The former lawmaker emphasized that it wouldn’t be fair to step up pressure on the Election Commission (EC) to fix a date for parliamentary election as the country was yet to overcome the health emergency. Noting that the EC was scheduled to meet on Monday, April 20, to discuss the situation, PC Wickremaratne stressed that it was too early to decide on a date as Sri Lanka was not yet out of woods. The former MP said that no one would be able to safely predict a date for the next parliamentary election. When The Island pointed out that the SLPP had justified elections, amidst the corona crisis, on the basis of South Korea conducting its general election last week, with a much bigger number of infected citizens, PC Wickremaratne urged the government not to risk a massive eruption of COVID-19 by seeking to exploit the health emergency to its advantage.

The one-time national list MP said that there was no way out of emerging constitutional crisis than reconvening the House, dissolved on March 02. Sri Lanka recorded its first native COVID-19 positive case, on March 11.

The country has so far recorded seven deaths and nearly 300 positive cases.

The former MP said if parliamentary election was held, as originally planned, on April 25, the parliament could have met on May 14, as declared by the President. But, due to the EC, on March 19, indefinitely putting off election, the independent commission was now under pressure to meet the June 02 deadline for the parliament to meet. The former MP pointed out that June 02 was not a date decided by any person or a body but in terms of the Constitution, the new parliament should meet, within three months, hence the deadline in the wake of dissolution of March 02.

Asked to recommend a course of action which he believed could be followed by political authorities, the legal luminary said: “The President can, as a first step, postpone the date for the new parliament to meet on 02 June. Then, we have a little breathing space. One concern, especially for parties in the Government, is that the nominations accepted will be invalid if the order of dissolution is withdrawn. A solution to this is a constitutional amendment applicable only to the next general election that would validate the nominations received to be used at the elections.

That would need a 2/3 majority and I am sure all parties can agree on that. A draft Bill for that purpose can be referred, with the agreement of parties, to the Supreme Court, by the President, for the Court’s opinion. The draft would have a Preamble explaining the extra-ordinary circumstances in which the amendment is required. I am confident that in the present circumstances, a Referendum will not be required.”

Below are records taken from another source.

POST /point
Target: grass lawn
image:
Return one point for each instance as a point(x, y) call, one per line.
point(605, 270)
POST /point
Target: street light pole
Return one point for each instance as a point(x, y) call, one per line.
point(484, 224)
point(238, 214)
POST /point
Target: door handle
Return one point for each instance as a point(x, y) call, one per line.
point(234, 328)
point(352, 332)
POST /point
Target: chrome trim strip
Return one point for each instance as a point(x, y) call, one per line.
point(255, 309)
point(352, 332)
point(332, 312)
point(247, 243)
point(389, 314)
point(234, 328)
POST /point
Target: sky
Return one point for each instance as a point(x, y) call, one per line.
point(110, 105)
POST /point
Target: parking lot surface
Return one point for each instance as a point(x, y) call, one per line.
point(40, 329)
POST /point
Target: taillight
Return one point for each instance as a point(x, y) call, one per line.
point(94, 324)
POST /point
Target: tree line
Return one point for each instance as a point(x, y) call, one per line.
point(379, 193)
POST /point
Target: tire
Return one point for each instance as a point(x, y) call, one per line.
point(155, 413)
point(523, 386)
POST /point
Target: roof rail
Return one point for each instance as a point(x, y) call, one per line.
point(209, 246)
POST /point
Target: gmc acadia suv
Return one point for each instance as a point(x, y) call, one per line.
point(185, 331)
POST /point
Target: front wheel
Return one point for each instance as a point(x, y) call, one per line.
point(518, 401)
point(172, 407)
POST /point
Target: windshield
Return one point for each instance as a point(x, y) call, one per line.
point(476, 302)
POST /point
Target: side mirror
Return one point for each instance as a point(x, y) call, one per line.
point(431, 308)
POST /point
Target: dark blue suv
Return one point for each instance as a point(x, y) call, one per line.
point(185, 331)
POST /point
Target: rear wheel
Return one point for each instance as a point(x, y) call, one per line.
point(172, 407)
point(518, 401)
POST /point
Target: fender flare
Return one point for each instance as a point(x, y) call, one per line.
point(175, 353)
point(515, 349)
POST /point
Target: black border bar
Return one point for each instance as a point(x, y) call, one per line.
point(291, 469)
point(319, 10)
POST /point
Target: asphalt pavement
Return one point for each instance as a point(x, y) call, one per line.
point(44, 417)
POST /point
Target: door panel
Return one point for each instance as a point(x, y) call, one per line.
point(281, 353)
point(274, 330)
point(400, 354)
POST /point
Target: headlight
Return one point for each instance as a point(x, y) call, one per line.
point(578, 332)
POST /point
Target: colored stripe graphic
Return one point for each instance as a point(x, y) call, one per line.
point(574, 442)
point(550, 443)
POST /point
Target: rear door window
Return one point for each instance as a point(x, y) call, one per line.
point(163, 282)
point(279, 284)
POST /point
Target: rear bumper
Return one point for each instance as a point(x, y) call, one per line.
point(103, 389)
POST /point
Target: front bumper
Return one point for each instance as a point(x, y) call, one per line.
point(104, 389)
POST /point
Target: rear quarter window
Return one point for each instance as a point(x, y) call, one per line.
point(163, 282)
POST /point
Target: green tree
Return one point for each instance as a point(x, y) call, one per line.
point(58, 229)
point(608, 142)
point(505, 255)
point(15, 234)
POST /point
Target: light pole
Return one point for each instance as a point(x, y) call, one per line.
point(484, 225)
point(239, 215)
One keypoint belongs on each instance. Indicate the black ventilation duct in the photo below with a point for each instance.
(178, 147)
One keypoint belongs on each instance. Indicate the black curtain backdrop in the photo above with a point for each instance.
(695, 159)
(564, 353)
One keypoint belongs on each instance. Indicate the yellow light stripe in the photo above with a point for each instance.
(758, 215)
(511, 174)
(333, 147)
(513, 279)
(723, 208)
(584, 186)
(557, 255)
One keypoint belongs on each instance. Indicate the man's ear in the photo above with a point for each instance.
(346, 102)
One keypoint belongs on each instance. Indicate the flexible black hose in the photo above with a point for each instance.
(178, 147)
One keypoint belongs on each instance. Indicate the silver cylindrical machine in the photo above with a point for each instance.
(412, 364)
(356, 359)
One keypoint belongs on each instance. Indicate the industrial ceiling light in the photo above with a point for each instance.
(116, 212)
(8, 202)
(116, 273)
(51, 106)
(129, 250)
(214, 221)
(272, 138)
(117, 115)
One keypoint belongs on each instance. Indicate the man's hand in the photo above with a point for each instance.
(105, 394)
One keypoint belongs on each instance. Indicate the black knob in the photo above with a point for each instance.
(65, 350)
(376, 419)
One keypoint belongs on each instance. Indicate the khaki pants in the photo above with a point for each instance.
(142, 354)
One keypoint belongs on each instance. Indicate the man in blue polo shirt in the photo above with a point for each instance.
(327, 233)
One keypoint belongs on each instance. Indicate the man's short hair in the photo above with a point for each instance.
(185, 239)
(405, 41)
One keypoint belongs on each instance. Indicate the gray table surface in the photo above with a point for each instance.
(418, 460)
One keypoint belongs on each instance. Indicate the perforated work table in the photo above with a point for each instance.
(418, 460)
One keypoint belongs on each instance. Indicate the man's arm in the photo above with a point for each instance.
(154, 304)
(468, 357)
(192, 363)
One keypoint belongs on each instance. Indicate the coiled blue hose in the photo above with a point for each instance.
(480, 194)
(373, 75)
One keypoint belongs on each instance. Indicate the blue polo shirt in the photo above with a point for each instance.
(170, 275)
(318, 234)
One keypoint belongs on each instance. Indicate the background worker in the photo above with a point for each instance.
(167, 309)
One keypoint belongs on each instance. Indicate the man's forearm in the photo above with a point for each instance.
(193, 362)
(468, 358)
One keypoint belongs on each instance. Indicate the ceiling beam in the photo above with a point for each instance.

The former MP said that the President could withdraw the Proclamation of dissolution, which must be done before 02 June. The constitutional amendment could be then presented to parliament and passed, PC Wickremaratne said, adding that the House could also meet occasionally for urgent business. “Once the situation is conducive for a free and fair election, the President can dissolve Parliament at any time, before 01 September, or let parliament be automatically dissolved, on 01 September. Then the general election could be held on the basis of the nominations accepted,” the former MP said.